The processed datasets retain the cell types and sample annotations reported by Gong et al., 2024. The original dataset was annotated through a multi-step procedure involving automated and manual methods to define immune cell types and states. Gong et al., 2024 first built a reference Human Immune Health Atlas using scRNA-seq data from 108 healthy donors. Cells within this reference atlas were categorized using unsupervised clustering and the identification of distinct immune-based marker genes. Seventy-one highly specific immune cell subsets were identified. Authors then used the reference atlas to train custom models using the CellTypist framework to automatically assign the 71 high-resolution cell labels to the millions of PBMCs from the larger longitudinal cohort (see paper for details). For benchmarking purposes, the original columns in the H5ad file were renamed from AIFI_L[1-3] to cell_type_level[1-3] and the mapping was saved to [immune_variation|flu_vax_response]_adata.uns['original_column_name_mapping'].

Who are the annotators?

The original dataset was annotated by data generators (see Gong et al., 2024).

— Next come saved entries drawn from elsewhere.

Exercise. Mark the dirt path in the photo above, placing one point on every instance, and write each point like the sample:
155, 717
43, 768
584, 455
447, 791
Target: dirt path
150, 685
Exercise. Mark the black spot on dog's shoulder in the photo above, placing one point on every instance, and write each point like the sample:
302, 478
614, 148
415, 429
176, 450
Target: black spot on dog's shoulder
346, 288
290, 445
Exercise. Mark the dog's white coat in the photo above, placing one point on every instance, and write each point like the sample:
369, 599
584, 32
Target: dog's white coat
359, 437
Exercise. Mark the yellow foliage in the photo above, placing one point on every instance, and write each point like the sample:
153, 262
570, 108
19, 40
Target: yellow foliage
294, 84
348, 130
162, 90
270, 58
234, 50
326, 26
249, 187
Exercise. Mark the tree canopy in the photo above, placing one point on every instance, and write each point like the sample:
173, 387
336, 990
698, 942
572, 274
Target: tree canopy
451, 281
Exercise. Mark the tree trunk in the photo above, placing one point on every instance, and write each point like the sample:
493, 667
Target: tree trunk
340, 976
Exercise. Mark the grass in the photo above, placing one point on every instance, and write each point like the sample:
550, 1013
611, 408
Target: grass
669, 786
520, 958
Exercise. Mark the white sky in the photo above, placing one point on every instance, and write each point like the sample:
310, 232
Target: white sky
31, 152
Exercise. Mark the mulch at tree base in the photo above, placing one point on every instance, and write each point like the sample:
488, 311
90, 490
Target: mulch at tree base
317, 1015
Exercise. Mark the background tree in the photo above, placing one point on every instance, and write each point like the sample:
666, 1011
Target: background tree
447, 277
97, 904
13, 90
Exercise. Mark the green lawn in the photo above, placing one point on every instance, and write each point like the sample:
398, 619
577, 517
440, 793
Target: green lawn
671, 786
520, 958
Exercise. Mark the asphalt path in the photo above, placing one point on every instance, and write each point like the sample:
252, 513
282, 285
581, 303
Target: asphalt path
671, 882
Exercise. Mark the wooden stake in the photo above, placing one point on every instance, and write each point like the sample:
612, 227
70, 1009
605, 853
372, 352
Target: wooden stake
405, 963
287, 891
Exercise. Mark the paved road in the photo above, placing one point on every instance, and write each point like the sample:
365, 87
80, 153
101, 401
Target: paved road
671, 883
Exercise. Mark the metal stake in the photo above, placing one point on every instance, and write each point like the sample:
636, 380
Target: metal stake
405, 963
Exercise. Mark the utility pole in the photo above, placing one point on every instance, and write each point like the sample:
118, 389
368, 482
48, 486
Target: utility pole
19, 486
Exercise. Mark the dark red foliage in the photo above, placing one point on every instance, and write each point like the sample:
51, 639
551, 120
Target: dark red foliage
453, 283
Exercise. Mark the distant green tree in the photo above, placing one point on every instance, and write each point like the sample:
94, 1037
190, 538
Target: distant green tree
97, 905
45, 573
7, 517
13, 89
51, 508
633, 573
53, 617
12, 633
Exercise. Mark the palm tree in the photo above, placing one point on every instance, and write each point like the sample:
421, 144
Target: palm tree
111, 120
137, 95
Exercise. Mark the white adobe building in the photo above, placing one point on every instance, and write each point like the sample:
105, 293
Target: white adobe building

Biases, Risks, and Limitations

Limitations

  • The longitudinal cohort used to generate the dataset consists of healthy adults from a specific age range and geographic area: young adults (25-35 years old) and older adults (55-65 years old) from the greater Seattle, Washington, USA area. This limited demographic range may affect the generalizability of the findings to other populations and age groups.

Caveats and Recommendations

  • The samples used to generate the dataset were collected during the COVID-19 pandemic, a period of significantly reduced exposure to common viruses. This unique context could mean that the immune landscape observed may not be fully representative of typical immune remodeling in other time periods.
  • Users should carefully consider the biological context and study design of the dataset before drawing conclusions.
  • We are committed to advancing the responsible development and use of artificial intelligence. Please follow our Acceptable Use Policy when using our services.

Acknowledgements

The Sound Life dataset was supported by the Allen Institute, Benaroya Research Institute and by a National Institute on Aging award.